En una actitud poco frecuente en el mundo diplomático, la que fue ambientada desde la Cancillería israelí, la embajadora de ese país en Montevideo, Nina Ben-Ami, se quejó ante el presidente Tabaré Vázquez de la posición adoptada por Uruguay en el Consejo de Seguridad de las Naciones Unidas en torno a los asentamientos israelíes en Cisjordania y Jerusalén Este, declarándolos ilegales.

En el estrado armado para presidir la ceremonia de inauguración del Centro de Vigilancia y Monitoreo de Maldonado estuvieron el presidente Tabaré Vázquez, el ministro de Defensa Jorge Menéndez y el intendente Enrique Antía.

El discurso de la embajadora comenzó resaltando el acuerdo alcanzado para instalar las cámaras de seguridad por parte de una empresa de su país.
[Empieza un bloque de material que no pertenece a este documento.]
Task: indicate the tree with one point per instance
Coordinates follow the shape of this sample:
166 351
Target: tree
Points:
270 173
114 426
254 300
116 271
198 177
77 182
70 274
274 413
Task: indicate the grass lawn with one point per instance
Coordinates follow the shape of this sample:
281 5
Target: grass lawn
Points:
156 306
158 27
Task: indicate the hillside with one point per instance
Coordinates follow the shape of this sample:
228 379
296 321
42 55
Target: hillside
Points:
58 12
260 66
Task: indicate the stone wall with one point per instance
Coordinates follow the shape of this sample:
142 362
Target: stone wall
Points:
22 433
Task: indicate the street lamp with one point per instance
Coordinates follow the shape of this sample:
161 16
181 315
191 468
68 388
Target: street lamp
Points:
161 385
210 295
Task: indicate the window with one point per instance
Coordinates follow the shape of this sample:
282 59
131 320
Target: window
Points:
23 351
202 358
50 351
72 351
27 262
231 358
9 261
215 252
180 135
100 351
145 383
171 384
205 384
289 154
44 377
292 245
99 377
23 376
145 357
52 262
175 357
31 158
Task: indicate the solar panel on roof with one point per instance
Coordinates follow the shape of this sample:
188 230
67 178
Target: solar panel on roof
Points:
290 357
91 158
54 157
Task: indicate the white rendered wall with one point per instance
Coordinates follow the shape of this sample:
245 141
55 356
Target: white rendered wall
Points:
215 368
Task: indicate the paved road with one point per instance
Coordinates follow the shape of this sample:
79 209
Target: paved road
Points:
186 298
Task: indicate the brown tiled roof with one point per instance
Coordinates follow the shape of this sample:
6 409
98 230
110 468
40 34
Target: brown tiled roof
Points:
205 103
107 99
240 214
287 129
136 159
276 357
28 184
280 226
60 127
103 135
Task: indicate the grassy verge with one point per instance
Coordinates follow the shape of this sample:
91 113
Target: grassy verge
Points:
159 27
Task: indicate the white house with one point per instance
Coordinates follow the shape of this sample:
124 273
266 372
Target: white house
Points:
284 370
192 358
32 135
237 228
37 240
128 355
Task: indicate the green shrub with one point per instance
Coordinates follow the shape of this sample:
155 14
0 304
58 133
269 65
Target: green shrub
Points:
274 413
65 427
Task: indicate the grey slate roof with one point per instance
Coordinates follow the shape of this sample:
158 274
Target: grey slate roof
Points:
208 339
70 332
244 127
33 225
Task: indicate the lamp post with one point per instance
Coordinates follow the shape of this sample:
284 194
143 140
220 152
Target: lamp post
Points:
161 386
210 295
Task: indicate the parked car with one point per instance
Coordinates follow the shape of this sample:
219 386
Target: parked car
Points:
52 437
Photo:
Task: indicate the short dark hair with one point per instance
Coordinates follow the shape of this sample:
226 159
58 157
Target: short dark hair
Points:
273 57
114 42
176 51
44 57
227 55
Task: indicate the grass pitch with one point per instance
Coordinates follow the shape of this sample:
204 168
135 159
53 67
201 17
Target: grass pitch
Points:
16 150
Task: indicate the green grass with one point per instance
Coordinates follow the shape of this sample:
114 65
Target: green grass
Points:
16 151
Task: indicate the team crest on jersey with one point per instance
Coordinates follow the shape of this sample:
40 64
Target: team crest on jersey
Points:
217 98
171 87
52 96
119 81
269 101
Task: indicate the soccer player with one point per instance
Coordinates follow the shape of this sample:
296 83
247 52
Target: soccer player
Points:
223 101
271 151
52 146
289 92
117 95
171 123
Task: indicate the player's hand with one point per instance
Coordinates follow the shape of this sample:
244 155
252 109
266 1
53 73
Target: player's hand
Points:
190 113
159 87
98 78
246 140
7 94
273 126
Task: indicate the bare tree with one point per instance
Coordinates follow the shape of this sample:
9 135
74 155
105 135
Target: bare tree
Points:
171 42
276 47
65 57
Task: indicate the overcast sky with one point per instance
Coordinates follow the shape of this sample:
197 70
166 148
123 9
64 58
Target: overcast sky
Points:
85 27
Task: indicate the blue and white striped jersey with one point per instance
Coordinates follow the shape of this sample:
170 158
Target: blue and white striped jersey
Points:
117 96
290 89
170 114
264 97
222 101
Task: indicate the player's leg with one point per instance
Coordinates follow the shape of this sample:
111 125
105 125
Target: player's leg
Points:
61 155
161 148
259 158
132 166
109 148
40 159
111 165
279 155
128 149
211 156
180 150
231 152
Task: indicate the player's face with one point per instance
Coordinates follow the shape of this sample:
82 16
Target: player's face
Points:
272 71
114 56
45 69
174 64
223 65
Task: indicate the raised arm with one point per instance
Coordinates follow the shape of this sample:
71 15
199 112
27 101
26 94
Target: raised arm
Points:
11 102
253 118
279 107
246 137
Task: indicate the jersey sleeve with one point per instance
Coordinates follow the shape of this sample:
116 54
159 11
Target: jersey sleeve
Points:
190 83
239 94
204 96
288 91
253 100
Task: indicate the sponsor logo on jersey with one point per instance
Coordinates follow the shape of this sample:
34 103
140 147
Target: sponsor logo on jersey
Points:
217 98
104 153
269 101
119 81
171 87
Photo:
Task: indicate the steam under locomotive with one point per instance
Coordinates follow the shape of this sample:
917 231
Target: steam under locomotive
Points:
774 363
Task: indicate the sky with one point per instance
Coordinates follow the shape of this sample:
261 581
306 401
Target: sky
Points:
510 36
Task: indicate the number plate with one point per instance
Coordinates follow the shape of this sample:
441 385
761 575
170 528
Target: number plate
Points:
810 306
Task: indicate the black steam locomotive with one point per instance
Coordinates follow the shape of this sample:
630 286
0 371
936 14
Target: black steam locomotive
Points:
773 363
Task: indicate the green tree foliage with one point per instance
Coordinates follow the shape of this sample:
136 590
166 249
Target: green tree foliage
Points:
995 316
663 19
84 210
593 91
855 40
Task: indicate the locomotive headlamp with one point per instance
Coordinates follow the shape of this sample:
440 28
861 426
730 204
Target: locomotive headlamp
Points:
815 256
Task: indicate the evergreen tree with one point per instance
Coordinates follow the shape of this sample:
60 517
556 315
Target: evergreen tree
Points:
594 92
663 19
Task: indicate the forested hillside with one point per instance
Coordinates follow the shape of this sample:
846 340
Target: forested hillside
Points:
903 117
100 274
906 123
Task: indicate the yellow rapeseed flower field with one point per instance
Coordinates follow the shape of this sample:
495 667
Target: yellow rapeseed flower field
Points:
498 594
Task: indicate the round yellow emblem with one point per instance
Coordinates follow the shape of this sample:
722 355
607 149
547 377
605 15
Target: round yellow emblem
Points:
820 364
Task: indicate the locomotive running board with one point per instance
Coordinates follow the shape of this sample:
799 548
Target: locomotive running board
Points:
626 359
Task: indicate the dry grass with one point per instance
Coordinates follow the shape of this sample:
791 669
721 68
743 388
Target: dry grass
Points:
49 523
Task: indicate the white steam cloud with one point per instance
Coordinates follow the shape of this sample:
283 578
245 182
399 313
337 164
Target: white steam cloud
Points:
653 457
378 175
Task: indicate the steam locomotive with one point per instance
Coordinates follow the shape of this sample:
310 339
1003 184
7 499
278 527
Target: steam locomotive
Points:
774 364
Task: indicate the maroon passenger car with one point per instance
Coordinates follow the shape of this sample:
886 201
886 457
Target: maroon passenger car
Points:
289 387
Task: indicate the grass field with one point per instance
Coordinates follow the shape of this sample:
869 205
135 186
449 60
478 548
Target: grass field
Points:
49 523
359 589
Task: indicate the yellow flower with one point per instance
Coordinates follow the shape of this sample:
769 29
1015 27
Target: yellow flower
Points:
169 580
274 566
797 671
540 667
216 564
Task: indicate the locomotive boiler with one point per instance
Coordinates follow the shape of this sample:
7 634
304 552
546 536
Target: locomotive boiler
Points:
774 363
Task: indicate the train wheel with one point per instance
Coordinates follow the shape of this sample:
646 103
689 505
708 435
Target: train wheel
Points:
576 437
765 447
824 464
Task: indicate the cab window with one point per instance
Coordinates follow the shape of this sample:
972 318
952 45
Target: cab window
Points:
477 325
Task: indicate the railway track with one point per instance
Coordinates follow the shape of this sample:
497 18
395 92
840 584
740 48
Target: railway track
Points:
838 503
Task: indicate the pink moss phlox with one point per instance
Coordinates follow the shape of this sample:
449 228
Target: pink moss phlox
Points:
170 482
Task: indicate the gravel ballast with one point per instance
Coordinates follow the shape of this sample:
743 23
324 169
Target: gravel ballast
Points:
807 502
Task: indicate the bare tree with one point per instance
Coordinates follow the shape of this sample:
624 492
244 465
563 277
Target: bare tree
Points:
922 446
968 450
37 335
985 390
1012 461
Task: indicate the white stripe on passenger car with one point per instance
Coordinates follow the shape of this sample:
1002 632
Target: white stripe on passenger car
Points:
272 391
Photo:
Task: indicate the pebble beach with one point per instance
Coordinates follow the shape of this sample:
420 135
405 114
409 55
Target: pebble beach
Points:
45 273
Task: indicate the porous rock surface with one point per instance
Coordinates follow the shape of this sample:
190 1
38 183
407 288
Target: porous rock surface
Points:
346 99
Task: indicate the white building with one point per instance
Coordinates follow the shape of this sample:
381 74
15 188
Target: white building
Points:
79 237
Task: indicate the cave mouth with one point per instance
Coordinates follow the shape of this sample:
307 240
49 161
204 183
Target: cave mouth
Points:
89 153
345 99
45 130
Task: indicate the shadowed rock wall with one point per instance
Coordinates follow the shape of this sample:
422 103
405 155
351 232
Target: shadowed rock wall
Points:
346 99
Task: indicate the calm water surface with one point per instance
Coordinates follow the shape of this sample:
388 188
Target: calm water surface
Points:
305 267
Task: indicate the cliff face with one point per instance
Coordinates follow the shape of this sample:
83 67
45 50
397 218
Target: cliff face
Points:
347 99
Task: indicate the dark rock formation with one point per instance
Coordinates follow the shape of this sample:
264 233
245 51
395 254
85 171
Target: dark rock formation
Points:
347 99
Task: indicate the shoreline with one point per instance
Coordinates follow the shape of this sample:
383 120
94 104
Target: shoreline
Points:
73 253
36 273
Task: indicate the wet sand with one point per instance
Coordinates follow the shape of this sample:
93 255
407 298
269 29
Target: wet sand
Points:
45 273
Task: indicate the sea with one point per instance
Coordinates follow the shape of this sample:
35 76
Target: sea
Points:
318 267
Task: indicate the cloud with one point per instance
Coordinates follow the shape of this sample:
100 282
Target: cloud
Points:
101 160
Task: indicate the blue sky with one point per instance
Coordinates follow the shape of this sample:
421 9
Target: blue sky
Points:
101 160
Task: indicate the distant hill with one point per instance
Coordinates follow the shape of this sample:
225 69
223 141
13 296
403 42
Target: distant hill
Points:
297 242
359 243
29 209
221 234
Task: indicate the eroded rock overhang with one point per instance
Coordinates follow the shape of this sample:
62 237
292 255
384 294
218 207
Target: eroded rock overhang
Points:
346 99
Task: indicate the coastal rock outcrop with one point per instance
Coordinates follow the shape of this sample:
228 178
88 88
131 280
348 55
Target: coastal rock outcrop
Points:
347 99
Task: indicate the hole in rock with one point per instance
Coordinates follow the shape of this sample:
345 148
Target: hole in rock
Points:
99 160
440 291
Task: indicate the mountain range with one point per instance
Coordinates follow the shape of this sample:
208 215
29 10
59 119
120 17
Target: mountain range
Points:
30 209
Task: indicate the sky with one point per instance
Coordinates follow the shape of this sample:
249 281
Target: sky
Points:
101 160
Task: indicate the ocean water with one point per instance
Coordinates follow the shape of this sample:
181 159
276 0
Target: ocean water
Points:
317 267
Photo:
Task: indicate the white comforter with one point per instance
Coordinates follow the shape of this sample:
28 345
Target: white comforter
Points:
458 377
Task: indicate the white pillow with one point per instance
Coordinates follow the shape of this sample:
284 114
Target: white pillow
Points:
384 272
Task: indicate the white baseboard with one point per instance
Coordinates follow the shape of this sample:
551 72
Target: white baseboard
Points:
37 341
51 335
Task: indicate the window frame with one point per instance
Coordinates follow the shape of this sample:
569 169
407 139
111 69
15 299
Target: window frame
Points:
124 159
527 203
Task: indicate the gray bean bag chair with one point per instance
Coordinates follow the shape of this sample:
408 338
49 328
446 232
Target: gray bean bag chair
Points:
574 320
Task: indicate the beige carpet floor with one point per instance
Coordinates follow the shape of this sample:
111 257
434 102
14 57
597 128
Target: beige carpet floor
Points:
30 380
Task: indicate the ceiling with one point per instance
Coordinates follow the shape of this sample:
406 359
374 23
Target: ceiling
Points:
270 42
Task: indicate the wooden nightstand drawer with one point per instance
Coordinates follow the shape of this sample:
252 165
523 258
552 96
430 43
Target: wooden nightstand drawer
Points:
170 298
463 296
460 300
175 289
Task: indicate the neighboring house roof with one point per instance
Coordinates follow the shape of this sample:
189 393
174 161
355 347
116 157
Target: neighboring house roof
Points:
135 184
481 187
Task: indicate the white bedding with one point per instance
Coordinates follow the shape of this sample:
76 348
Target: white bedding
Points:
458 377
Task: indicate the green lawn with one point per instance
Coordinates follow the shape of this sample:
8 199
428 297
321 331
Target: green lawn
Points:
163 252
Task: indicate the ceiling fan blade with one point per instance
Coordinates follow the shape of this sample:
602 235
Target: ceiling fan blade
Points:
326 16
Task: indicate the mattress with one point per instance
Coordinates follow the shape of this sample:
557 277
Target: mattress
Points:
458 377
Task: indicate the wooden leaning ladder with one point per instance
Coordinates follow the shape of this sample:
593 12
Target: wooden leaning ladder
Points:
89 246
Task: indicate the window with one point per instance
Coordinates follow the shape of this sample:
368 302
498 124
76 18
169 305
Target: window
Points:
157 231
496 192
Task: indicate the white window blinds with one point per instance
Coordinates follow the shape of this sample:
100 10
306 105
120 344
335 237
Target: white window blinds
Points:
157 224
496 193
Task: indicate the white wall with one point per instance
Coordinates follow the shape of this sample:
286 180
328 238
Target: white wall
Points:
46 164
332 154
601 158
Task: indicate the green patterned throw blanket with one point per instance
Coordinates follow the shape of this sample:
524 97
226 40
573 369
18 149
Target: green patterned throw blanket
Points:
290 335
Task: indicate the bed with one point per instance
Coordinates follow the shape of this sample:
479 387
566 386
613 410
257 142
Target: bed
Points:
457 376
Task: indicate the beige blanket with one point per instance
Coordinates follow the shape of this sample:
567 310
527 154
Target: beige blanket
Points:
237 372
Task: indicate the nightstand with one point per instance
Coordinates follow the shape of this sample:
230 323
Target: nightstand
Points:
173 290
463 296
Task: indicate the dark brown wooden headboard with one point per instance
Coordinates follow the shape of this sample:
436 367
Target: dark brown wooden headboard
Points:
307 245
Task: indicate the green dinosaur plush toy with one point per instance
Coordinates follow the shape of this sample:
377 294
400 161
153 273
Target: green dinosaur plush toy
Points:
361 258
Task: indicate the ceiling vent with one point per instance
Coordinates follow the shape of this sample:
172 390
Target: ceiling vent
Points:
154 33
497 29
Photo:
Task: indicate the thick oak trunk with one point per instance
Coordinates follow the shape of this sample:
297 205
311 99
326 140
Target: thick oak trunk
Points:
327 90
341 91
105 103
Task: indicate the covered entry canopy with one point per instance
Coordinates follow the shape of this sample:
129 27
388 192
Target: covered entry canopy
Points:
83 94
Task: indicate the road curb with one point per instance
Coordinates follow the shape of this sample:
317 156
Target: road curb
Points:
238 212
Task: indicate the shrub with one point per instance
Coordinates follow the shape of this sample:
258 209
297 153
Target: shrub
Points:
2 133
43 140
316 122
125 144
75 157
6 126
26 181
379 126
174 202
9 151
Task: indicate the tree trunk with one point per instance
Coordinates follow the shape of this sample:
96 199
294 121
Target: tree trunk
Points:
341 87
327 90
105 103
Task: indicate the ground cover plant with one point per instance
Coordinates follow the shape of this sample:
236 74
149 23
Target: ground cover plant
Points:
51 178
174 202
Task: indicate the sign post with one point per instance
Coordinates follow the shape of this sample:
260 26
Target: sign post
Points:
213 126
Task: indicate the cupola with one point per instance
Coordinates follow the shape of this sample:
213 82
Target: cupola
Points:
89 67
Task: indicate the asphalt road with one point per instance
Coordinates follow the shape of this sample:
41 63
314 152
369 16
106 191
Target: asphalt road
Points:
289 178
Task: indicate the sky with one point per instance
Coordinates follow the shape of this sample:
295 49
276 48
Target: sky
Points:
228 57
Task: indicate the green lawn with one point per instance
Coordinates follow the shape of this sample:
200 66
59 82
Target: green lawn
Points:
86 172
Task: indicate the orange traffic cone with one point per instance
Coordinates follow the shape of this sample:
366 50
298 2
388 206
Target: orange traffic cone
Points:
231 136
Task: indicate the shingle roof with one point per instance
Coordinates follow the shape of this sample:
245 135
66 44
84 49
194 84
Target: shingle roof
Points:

Ben-Ami continuó destacando el pasado en común de ambos países al recordar la figura del embajador uruguayo Enrique Rodríguez Fabregat y la estrecha y larga amistad entre los dos países.

Pero, de inmediato, el tono de su alocución tomó otro giro: "Permítanme unas palabras sinceras en este momento sobre un hecho reciente. Debo decir que estamos decepcionados por el apoyo del gobierno uruguayo a la resolución del Consejo de Seguridad de las Naciones Unidas que ataca a Israel, el único país democrático en el Medio Oriente, mientras que otras atrocidades y conflictos mucho más graves pasan sin atención", afirmó.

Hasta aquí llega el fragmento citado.